Paul Backus snarwin at gmail.com
Fri May 20 23:55:49 UTC 2022


On Friday, 20 May 2022 at 18:41:39 UTC, deadalnix wrote:
> On Friday, 20 May 2022 at 17:15:07 UTC, Paul Backus wrote:
>> In this example, both `int` and `bool` are implicit 
>> conversions, because the type of `E.a` is `E`, not `int`. So 
>> partial ordering is used to disambiguate, and the compiler 
>> (correctly) determines that the `bool` overload is more 
>> specialized than the `int` overload, because you can pass a 
>> `bool` argument to an `int` parameter but not the other way 
>> around.
>>
>> As soon as you allow the `E` -> `bool` implicit conversion 
>> (via VRP), everything else follows.
>
> Fair enough, because of the enum.
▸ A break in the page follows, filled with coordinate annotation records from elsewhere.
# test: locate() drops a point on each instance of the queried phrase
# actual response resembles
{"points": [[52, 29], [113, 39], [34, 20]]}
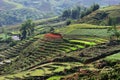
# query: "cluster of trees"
{"points": [[79, 12], [27, 29], [114, 33], [16, 16]]}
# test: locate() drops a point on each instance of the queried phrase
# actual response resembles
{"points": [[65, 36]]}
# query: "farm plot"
{"points": [[43, 70]]}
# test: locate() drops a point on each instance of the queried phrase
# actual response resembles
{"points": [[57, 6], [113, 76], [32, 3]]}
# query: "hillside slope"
{"points": [[101, 16]]}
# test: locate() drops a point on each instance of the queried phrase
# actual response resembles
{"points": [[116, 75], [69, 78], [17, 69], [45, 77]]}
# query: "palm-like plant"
{"points": [[27, 29]]}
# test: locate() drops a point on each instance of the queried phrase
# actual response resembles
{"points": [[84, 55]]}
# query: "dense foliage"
{"points": [[79, 12]]}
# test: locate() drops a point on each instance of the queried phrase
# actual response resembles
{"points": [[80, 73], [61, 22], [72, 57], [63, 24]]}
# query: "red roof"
{"points": [[53, 35]]}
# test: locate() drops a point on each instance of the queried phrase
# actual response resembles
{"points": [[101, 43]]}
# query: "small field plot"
{"points": [[43, 70], [114, 57]]}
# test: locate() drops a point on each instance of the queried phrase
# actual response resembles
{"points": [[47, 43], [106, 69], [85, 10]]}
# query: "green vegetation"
{"points": [[27, 29], [82, 52]]}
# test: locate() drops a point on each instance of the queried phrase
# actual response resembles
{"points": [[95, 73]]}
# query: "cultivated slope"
{"points": [[101, 16]]}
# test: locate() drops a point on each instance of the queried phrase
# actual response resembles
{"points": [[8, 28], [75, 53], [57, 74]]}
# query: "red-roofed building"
{"points": [[53, 37]]}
You probably don't want to 
> cast do bool via VRP.
>
> But it also happens with integer literals, so clearly there is 
> a problem.

It happens with literals only if the literal type is not an exact 
match for the parameter type:

```d
import std.stdio;

void fun(int) { writeln("int"); }
void fun(bool) { writeln("bool"); }

void main()
{
     fun(int(0)); // int (exact match)
     fun(ubyte(0)); // bool (implicit conversion)
}
```

So, this case is exactly the same as the enum case. Once you 
allow the implicit conversion to `bool`, everything else follows 
from the normal language rules.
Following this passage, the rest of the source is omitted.